Ben Bernanke is caged like a hamster

...while the Japanese roam free.

By Stewart Cowley

The mice are taunting Clementine, our hamster. Clementine spends her whole life gripping the bars of her cage and peering out whilst waiting for the brief time she is allowed to run around in her plastic ball each day. Our free-roaming mouse invaders have taken to standing on the edge of her cage flicking two claws at her and generally behaving like they are in Newcastle on a Friday night. Their relative positions of freedom just increase Clementine’s anguish.

It’s the sort of relationship that reminds me of the caged Ben Bernanke, chair of the US Federal Reserve and the free-roaming Bank of Japan’s Haruhiko Kuroda.

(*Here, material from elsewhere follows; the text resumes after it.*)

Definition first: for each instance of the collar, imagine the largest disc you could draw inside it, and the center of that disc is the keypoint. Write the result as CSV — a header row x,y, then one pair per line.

America has spent the last 4 years pursuing a policy of quantitative easing, essentially a support programme that involves pumping money into the economy and which has resulted in growth this year of around 2 per cent. The Japanese, by contrast, announced a QE policy in December and have already produced annualized growth of 4 per cent. The US must feel like Clementine does – mocked and helpless; 2 per cent growth seems a meagre reward given the trouble it has caused.

At a recent grilling on Capitol Hill, Bernanke was asked whether the Fed’s quantitative easing program at $3trn had gone too far. He retorted, in words to this effect, “If you think that’s big, take a look at the Japanese…” What Bernanke is talking about is that although the scale of the Japanese target, ¥270trn or $2.6trn in today’s money, is close to the Fed in absolute terms, if you put it into the context of the relative sizes of the two economies, it is truly colossal. To match the Japanese, the Americans would have to put an astonishing $7trn into the US system, which is close to 50 per cent of US nominal GDP.  It’s enough to make you spit your sushi out.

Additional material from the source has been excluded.